Ceph DB/WAL on SSD

naltalef

New Member
Oct 6, 2025
9
2
3
Hello.
I'm planning to install PVE on servers that have one SSD and six disks. The idea is to configure Ceph OSDs in each disk and dedicate the SSD to the DB/WAL.
When doing this configuration from the GUI, it doesn't seem to allow you to put both the DB and WAL on the SSD, but only one.
However, using the CLI, I understand that it's possible (I haven't tested it). Is this correct?
If you can't actually put both the DB and WAL on the SSD, which would be preferable?
Thank you very much.
Best regards.
Norberto
 
  • Like
Reactions: bbx1_
see https://pve.proxmox.com/wiki/Deploy_Hyper-Converged_Ceph_Cluster#pve_ceph_osds
"The WAL is placed with the DB, if not specified separately"
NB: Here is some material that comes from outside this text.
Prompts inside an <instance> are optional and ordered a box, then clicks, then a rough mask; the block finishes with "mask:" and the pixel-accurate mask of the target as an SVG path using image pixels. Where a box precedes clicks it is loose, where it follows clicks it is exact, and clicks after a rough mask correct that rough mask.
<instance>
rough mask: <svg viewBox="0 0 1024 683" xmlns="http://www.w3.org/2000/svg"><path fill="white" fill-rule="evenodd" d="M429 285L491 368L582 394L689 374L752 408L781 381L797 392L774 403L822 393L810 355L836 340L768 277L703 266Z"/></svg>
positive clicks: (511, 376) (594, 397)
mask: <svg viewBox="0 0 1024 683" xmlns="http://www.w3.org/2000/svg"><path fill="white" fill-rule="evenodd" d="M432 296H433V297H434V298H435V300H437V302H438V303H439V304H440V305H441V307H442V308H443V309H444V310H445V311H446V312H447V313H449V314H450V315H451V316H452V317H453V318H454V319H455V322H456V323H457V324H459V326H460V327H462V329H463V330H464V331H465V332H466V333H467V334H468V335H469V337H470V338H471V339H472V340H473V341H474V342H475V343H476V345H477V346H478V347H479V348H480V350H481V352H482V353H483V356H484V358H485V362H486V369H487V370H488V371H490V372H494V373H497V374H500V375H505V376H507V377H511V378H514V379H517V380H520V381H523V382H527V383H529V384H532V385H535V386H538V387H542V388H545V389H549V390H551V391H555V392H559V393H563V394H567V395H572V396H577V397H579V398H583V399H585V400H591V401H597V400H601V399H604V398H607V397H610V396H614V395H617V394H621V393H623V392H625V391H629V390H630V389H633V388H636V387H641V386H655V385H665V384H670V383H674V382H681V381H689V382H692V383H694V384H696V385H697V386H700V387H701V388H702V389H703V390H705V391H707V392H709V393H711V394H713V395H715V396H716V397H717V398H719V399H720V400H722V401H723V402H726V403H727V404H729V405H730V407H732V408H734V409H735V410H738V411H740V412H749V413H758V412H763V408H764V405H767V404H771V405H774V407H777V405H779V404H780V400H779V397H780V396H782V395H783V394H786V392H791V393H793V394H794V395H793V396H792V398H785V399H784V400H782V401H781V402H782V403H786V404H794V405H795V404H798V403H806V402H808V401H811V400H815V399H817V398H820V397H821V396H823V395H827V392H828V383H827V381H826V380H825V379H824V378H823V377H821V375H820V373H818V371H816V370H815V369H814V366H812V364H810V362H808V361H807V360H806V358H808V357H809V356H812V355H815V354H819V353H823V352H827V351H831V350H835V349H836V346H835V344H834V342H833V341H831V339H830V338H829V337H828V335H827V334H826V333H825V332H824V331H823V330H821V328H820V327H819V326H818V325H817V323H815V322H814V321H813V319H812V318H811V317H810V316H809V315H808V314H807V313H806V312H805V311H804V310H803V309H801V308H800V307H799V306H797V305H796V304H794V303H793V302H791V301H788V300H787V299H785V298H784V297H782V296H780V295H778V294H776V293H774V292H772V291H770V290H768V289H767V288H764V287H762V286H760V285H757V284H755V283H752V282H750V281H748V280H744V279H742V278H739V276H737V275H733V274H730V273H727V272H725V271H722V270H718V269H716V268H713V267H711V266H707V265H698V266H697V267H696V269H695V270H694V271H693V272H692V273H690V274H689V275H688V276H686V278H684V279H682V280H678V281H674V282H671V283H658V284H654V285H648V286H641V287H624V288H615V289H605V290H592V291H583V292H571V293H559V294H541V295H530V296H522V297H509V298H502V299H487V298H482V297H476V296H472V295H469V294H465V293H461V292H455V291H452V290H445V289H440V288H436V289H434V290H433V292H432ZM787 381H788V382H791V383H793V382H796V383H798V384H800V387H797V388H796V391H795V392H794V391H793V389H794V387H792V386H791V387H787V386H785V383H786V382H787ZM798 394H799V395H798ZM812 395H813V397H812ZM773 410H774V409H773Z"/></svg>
IIRC the default space usage is 10% (?) of the OSD size but you can adjust.
Perfect. Understood
Side note: the SSD is a single point of failure for all 6 HDDs.
Wow. Sounds logical, but worrying.
I don't think it's a good idea to use it then. I'll leave it as local storage.

Many thanks for your help
 
  • Like
Reactions: SteveITS
In the earlier days ,usually it was recommended 1 ssd or nvme onto 4 hdds for wal.
Thanks for your response. Okay. In this case, it would be an SSD for six HDDs.
The problem is that I can't currently modify the existing hardware in each server.
That is, a 750 GB SSD and six 2.2 TB drives.
And I'm concerned about SPOF using one SSD with multiple drives.
I understand that the SSD isn't likely to fail, but if it does, I'll lose the entire Ceph node.
 
Could you please clarify what "not useful" means in this context?
My client is planning to replace a 4-node Dell VxRay cluster with 6 HDDs each. I currently have no way to change the hardware configuration.
The problem is that with pool replication, I only get 33% of the raw space, which is less than the 50% they currently have with vSAN.
Hence my idea to use erasure coding. I had thought of k=3 m=1 and failure domain = host.
Thanks in advance
 
Another issue might be that EC ( like ZFS RAIDZ compared to Mirrors) might hurt VM performance compared to the default setup or am I'm missing something? I'm aware that in larger ( 8 nodes and more) the scaleout-nature of Ceph fix this
 
  • Like
Reactions: gurubert
With m=1 you have the same redundancy as with size=2 and min_size=1 or in other words you have a RAID5.

You will lose data in this setup.
OK. Understood
You could run with k=2 and m=2 but will still have to cope with the EC overhead (more CPU and more network communication).
OK. Thanks for your suggestion.
The situation is far from ideal, but space is essential. The client is trying to move away from VMware because they don't want to face the licensing costs. Except for a couple of database servers, the rest of the VMs aren't particularly demanding.
I can manage to put the most critical VMs in a replicated pool.
Thank you very much for your suggestions, and have a good weekend.